Verloren dierlijk zetmeel wordt aangevuld in hunorganismen door zetmeelrijke voedingsmiddelen in te nemen: aardappelen, brood, rijst. Al deze producten worden afgebroken in het spijsverteringskanaal en de resulterende glucose komt in de bloedbaan en daaruit in cellen, vooral skeletspieren en lever. Ze synthetiseren dierlijk zetmeel onder invloed van een enzym - glucopyrofosforylase.
Welke processen vinden plaats in skeletspieren
Net als in de lever, in myocyten - spiercellen,dierlijk zetmeel hoopt zich op. Omdat de spiermassa veel groter is dan het gewicht van de lever, is het glycogeengehalte daarin veel hoger. Tijdens lichamelijke inspanning begint dierlijk zetmeel af te breken. Het melkzuur dat door glycolyse wordt geproduceerd, komt vrij in de bloedbaan en wordt naar lever- en niercellen getransporteerd. Daarin wordt van elke twee melkzuurmoleculen één mol glucose gesynthetiseerd, die vervolgens wordt omgezet in een reservepolysaccharide. De reactie vindt plaats met behulp van de energie van ATP. Het opslagkoolhydraat van een dierlijke cel is dus glycogeen dat wordt geaccumuleerd door myocyten, hepatocyten, cellen van de niercortex, myocardium en longcellen.

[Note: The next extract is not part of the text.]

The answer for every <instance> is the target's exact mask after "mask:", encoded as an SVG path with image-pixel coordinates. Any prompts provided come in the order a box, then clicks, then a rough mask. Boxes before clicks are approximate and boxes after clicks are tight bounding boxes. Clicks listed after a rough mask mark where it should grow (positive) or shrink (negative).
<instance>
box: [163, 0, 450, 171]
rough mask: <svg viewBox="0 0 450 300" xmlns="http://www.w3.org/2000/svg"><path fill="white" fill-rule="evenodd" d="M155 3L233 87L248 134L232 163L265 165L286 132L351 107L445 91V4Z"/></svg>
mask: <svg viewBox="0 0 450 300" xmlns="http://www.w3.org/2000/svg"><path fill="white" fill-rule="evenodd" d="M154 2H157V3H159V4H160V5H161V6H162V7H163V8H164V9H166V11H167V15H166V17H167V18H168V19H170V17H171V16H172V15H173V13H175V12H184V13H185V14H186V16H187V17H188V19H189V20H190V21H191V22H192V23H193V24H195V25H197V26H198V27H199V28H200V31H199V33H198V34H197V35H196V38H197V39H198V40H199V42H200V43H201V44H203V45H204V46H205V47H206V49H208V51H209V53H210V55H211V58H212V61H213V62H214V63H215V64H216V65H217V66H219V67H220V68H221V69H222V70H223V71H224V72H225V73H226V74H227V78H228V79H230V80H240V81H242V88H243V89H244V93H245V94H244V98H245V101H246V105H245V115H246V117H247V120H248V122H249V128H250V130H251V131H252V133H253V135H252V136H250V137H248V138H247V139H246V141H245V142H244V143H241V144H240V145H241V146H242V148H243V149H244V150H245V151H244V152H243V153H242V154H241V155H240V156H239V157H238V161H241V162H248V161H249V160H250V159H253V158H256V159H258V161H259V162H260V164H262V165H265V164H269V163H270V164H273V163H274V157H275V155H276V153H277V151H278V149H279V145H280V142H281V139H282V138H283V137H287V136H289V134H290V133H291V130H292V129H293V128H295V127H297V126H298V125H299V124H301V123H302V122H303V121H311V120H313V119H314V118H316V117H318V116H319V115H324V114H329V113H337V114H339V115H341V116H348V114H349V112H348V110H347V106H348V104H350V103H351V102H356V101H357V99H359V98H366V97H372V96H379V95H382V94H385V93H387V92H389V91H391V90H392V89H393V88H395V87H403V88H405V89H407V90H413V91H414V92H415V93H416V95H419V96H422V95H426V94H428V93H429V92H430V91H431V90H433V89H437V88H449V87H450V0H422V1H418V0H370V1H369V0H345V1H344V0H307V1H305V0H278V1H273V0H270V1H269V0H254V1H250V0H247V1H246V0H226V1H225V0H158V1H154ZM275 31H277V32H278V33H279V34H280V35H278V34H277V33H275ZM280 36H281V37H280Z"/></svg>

De rol van enzymen in het metabolisme van dierlijk zetmeel
Zoals eerder vermeld, opslag koolhydratendierlijke cellen worden glycogeen genoemd. Als resultaat van twee onderling tegengestelde richtingen in het metabolisme: splitsing en synthese, neemt het ook deel aan deze reacties. Onderlinge omzetting van glucose in glycogeen en vice versa is alleen mogelijk met de deelname van een complex enzymatisch systeem aan deze reacties. Het omvat katalysatoren van glycogenese, zoals: fosfoglucomutase (zet glucose-6-fosfaat om in glucose-1-fosfaat) en UDP-glucopyrofosforylase (zorgt voor onomkeerbaarheid van glycogeensynthese). Splitsingsreacties treden op in aanwezigheid van glycogeenfosforylase en nog twee enzymen die achtereenvolgens zijtakken in glycogeenketens splitsen. Het systeem van alle bovengenoemde enzymen werkt alleen in op de uitwisseling van glycogeen in een heterotrofe diercel, daarom is het juiste antwoord op de testvraag: een opslagkoolhydraat in een diercel is: 1. Zetmeel, 2 Glycogeen? - er komt erkenningsnummer 2.

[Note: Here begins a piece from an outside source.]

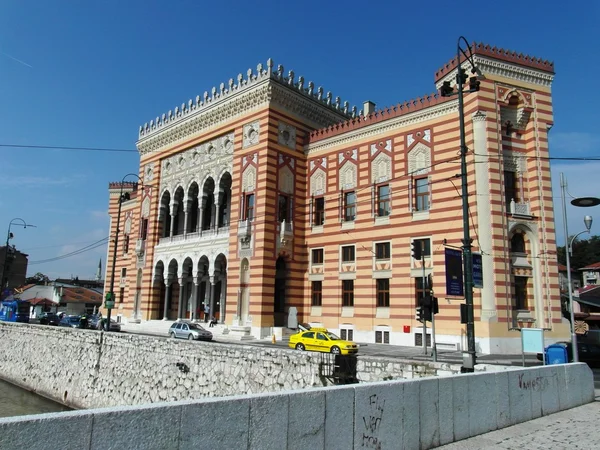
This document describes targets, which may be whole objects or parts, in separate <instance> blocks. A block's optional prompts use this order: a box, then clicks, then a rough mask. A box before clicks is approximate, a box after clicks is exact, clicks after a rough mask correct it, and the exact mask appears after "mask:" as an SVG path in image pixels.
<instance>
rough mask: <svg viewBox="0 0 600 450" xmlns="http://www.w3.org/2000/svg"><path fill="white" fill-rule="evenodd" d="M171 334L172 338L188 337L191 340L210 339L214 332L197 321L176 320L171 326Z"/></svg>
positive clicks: (205, 339)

Stoornissen van het koolhydraatmetabolisme en de gevolgen ervan
Op basis van de bovenstaande feiten hadden weHet bleek dat glycogeen een koolhydraat is om in een dierlijke cel op te slaan. Stoornissen in de uitwisseling kunnen worden veroorzaakt door twee soorten redenen. De eerste zijn fouten in voeding en levensstijl, de tweede zijn aangeboren afwijkingen in het werk van het enzymatische systeem van het lichaam. De reeks enzymen die eraan verwant zijn, is verantwoordelijk voor zowel de afbraak van dierlijk zetmeel als voor de vorming ervan uit glucose in het bloed. Daarom ontstaan pathologieën zowel in de reacties van plastic als in energiemetabolisme. Ze worden glycogenosen genoemd. Zoals hierboven gedefinieerd, is het opslagkoolhydraat in de dierlijke cel glycogeen, dat zich voornamelijk ophoopt in de lever en skeletspieren. Daarom zijn er twee soorten syndromen: spier- en hepatische etiologie. De eerste groep omvat de ziekte van McArdle. De patiënt maakt geen fosforylase-enzym aan. Dit leidt tot het verschijnen in de urine van een chromoproteïne - myoglobine, dat vrijkomt bij zwaar lichamelijk werk. Als gevolg hiervan wordt spierweefsel vernietigd en treden krampen op.
Leversyndromen omvatten de ziekte van Gierke.Het komt het meest voor vanaf de kindertijd. Patiënten in de levercellen missen een enzym dat het product van de primaire afbraak van glycogeen omzet in glucose, daarom wordt een zeer lage suikerspiegel (hypoglykemie) waargenomen in het bloed van de patiënt en verschijnt aceton in de urine, wat bedwelming van het lichaam veroorzaakt .
In dit artikel hebben we de mechanismen onderzocht van het metabolisme van dierlijk zetmeel - glycogeen, dat voorkomt in zoogdier- en menselijke cellen.